Good Developer: "We got that error again. I'm rebuilding the test environment so we can replay it."

Good Manager: "WTF? I thought Dave said he fixed that? Hey Dave, didn't you fix that error? Why are we wasting our time again with this?

Versus:

Ass-hat Manager: "What are you doing?"

Good Developer: "We got that error again. I'm rebuilding the test environment so we can replay it."

Ass-hat Manager: "No - we don't have time. Just fix it and roll it back. Did you respond to the email about the meeting? I gotta go - I gotta 10 with Steve. Good. Ah, roll that back, and ah send that email."
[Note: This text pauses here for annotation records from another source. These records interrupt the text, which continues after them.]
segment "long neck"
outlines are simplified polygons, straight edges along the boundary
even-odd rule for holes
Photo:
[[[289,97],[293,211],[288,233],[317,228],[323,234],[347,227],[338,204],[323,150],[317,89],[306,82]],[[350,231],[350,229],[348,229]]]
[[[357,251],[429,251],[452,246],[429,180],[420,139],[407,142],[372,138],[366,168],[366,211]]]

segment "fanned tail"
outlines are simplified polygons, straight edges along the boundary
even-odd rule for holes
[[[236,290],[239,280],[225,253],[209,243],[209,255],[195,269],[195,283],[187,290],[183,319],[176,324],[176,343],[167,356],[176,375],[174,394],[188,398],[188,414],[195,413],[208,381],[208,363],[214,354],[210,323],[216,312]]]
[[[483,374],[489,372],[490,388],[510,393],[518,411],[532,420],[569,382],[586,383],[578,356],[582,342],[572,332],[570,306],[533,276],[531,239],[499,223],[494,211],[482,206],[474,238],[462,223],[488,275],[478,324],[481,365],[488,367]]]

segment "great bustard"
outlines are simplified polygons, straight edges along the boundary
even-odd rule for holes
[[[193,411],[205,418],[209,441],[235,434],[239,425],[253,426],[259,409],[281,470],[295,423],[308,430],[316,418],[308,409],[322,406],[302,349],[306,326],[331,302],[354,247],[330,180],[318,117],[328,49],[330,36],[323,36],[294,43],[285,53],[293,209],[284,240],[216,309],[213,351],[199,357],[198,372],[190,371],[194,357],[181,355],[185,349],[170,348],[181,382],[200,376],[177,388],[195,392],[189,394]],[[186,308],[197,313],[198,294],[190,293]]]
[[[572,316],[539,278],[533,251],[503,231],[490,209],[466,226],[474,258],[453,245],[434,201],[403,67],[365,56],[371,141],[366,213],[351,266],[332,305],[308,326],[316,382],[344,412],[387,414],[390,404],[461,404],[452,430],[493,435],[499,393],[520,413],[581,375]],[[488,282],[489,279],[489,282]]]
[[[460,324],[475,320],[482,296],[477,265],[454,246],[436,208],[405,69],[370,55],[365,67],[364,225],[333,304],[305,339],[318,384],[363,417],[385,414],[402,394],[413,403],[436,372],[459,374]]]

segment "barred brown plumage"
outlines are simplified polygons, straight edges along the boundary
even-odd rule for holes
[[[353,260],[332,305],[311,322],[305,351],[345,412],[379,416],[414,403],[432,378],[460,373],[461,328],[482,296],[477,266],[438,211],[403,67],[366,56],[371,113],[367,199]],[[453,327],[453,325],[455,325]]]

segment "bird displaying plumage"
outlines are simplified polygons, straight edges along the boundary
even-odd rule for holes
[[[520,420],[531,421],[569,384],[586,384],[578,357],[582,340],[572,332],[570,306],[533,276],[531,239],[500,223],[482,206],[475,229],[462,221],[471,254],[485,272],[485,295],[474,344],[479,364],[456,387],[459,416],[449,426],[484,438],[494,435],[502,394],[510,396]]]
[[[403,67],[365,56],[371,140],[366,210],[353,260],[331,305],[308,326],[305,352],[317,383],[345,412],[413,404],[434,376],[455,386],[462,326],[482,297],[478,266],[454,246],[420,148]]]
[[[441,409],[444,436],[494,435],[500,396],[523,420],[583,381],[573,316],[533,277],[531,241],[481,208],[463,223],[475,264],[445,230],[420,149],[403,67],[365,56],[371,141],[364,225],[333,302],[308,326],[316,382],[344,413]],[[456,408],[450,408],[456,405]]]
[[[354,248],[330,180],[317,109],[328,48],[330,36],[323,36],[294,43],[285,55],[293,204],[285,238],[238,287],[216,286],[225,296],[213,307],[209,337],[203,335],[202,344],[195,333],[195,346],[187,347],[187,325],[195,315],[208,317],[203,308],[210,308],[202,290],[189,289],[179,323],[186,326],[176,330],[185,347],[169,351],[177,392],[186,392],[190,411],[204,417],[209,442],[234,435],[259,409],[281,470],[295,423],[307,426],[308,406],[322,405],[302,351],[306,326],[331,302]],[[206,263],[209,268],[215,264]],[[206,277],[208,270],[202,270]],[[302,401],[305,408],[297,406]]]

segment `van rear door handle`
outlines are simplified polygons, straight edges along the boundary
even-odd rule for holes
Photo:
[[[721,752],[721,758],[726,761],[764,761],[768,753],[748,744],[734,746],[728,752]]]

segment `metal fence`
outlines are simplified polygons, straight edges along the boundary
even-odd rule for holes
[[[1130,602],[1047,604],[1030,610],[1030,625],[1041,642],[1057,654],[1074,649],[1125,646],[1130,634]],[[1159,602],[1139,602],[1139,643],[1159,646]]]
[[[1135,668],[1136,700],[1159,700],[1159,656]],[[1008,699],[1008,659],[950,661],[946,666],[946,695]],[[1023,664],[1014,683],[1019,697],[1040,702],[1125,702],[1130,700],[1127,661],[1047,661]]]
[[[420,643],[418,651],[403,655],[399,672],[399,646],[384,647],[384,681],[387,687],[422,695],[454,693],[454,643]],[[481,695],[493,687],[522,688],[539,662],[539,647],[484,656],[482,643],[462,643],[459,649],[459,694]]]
As a director, I tell all my teams to "take the time today" to get it right, so we won't be up at midnight.

David Robbins
Hey you know my manager ? ;)
webclimber
I've worked for people like that and it sucks! As a director now, I want to avoid the environments that I hated, and hopefully people will be productive for me. The folks I report to kinda hate it, but I'm a big boy and my team delivers in a big way.
David Robbins
A: 

Possibly repeating what has already been written, but YES!!! The rationale is: only find a bug once. If you can write a test which replicates the bug, you will not have to manually test for it again - your automated test will find it.
So then you fix the bug, and you can be safe in the knowledge that your software will never suffer from this bug again. This is good. It will save you time. It will save you money.

David_001
A: 

I've argued with my manager that we should reproduce the bugs locally to ensure the fix works, and more importantly so developers and QA can include the check for these cases as part of the regular release.

I especially agree with the part about developers and QA including checks. This is a part of what Japanese call Jidoka (which stands for "automation with a human touch"):

[...] Autonomation prevents the production of defective products, eliminates overproduction and focuses attention on understanding the problem and ensuring that it never recurs. It is a quality control process that applies the following four principles:

  1. Detect the abnormality.
  2. Stop.
  3. Fix or correct the immediate condition.
  4. Investigate the root cause and install a countermeasure.

The countermeasure is there to prevent recurrence. This is how you build a Poka-Yoke - mistake-proof - process (and a process that lets defects occur is a defective process). Good managers should get that.

Pascal Thivent